(a) What is the significance of the critical point in a phase diagram? (b) Why does the line that separates the gas and liquid phases end at the critical point?

A phase diagram is a graphical representation of the equilibrium states of a substance under varying conditions of temperature and pressure. It shows the boundaries between different phases (e.g., solid, liquid, and gas) and indicates the required conditions for a substance to exist in a specific state. Phase diagrams help in understanding the behavior of a substance under diverse conditions and aid in the prediction of its phase transitions.

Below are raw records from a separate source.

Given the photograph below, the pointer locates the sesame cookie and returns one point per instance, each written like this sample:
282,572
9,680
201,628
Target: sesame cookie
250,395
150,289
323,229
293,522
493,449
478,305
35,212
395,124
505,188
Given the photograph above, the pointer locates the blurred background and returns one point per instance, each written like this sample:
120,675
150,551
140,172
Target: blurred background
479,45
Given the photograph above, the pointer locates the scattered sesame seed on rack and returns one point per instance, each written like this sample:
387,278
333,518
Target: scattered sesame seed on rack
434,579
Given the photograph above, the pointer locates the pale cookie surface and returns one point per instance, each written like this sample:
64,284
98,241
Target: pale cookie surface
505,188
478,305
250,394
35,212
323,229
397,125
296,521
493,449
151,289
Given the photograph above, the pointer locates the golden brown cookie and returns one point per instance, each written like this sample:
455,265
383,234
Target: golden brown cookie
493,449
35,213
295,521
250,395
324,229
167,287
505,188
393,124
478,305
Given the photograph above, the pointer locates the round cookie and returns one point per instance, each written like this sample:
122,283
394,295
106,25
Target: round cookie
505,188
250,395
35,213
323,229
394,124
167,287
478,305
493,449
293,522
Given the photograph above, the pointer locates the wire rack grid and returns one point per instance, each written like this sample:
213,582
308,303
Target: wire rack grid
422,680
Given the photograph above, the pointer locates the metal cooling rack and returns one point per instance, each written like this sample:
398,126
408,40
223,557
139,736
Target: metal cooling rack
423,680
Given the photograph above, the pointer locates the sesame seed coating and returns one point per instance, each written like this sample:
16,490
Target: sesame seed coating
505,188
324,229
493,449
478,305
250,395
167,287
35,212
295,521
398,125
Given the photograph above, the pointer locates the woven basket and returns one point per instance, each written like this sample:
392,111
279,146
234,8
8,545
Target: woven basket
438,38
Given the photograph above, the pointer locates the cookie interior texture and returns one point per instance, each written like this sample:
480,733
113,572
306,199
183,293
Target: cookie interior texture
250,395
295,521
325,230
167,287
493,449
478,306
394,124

The critical point is a particular state at which the liquid and gas phases of a substance become indistinguishable from each other. In other words, at the critical point, the properties of the liquid and gas phases become identical, and the substance is referred to as a supercritical fluid. The critical point can be described by the critical temperature (\(T_c\)) and the critical pressure (\(P_c\)), which are specific to each substance.

The critical point plays a significant role in understanding the behavior of a substance as it marks the boundary beyond which the transition between liquid and gas phases is continuous and no phase boundaries exist. Moreover, when a substance is heated or pressurized beyond its critical point, it exhibits unique properties, such as a high density like a liquid and low viscosity like a gas, which makes it suitable for various industrial applications, such as supercritical fluid extraction, enhanced oil recovery, and power generation.

The line that separates the gas and liquid phases in a phase diagram is called the phase boundary or equilibrium line. This line marks the conditions at which a substance undergoes a phase transition between liquid and gas states. However, when approaching the critical point, the distinction between the liquid and gas phases fades as their properties converge, and they effectively become the same phase. At the critical point, the substance exists as a supercritical fluid, and the phase boundary ends since the concept of liquid and gas phases is no longer applicable. Consequently, beyond the critical point, the substance does not have a separate liquid or gas phase, and only a single supercritical fluid phase exists. Thus, the line that separates the gas and liquid phases ends at the critical point, denoting the boundary where the two phases become indistinguishable.